La drogue rapamycine a été liée à une vie plus longue et nous commençons à comprendre comment cela pourrait avoir cet effet

Illustration du médicament rapamycine (rouge) bloquant une protéine appelée mTOR (bleu)
Les effets anti-âge de la rapamycine du médicament pourraient au moins en partie être dus à la prévention des dommages à l'ADN dans nos cellules immunitaires – une compréhension qui pourrait nous aider à libérer son potentiel en tant qu'extenseur de vie.
Développé à l'origine comme immunitaire pour les personnes subissant des transplantations d'organes, la rapamycine bloque l'action de la protéine mTOR, qui est la clé de la croissance et de la division cellulaire. À faibles doses, il a été démontré qu'il augmente la durée de vie chez les animaux tels que les mouches et les souris, éventuellement en interférant avec des processus qui conduisent à des signes de vieillissement, tels que l'inflammation, la dégradation cellulaire et une fonction réduite des mitochondries qui alimentent nos cellules.
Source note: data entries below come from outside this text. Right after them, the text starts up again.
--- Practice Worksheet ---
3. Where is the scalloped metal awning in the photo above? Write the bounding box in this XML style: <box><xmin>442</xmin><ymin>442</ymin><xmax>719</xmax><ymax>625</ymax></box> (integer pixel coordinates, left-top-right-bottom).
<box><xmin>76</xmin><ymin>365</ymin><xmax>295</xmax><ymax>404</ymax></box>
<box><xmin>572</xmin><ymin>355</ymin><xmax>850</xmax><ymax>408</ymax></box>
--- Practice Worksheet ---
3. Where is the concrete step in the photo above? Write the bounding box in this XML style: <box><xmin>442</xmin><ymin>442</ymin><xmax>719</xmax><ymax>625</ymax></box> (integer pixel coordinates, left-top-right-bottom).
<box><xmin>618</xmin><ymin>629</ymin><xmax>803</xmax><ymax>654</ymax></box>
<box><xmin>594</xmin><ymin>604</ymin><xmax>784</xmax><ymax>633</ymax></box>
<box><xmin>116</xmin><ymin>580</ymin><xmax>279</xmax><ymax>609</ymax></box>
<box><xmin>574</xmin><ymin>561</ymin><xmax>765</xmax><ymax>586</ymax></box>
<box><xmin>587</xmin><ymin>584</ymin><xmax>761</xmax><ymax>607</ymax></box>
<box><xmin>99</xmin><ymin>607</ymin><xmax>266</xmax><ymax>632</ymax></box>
Maintenant, Lynne Cox à l'Université d'Oxford et ses collègues ont découvert que la rapamycine semble également arrêter les dommages à l'ADN dans un type de cellule immunitaire. Les dommages à l'ADN sont un moteur majeur du vieillissement de notre système immunitaire, qui accélère le vieillissement dans tout le corps.
Les chercheurs l'ont découvert lors du traitement des cellules immunitaires humaines appelées cellules T, un type de globules blancs qui combat les infections, avec de la rapamycine alors qu'ils étaient également exposés à un antibiotique appelé zéocine, ce qui cause des dommages à l'ADN.
Ils ont constaté que la rapamycine réduisait les lésions de l'ADN et triplé le taux de survie des cellules par rapport à celles exposées uniquement à la zéocine.
Les chercheurs n'ont vu aucune preuve que cela se produisait à la suite d'un autre des effets de la rapamycine, tels que l'arrêt de la rupture cellulaire. «Que vous utilisiez la rapamycine avant d'induire des dommages, pendant les dommages ou après les dommages, nous voyons toujours cet effet mécaniste», explique Ghada Alsaleh, membre de l'équipe, également à l'Université d'Oxford.
La vitesse de l'effet suggère également que cela se produisait directement. «L'impact est si rapide, il semble qu'il ait un impact sur la réponse aux dommages à l'ADN et l'accumulation de lésions (d'ADN) en environ 4 heures, donc je ne pense pas que cela puisse être une conséquence en aval des autres choses affectées», explique Cox.
Matt Kaeberlein à l'Université de Washington à Seattle affirme que l'étude soutient la rapamycine ayant un effet protecteur direct sur l'ADN, mais «s'arrête à moins d'un mécanisme définitif». Les chercheurs espèrent le trouver en étudiant les changements induits par la rapamycine en ARN et les protéines produites dans les cellules immunitaires.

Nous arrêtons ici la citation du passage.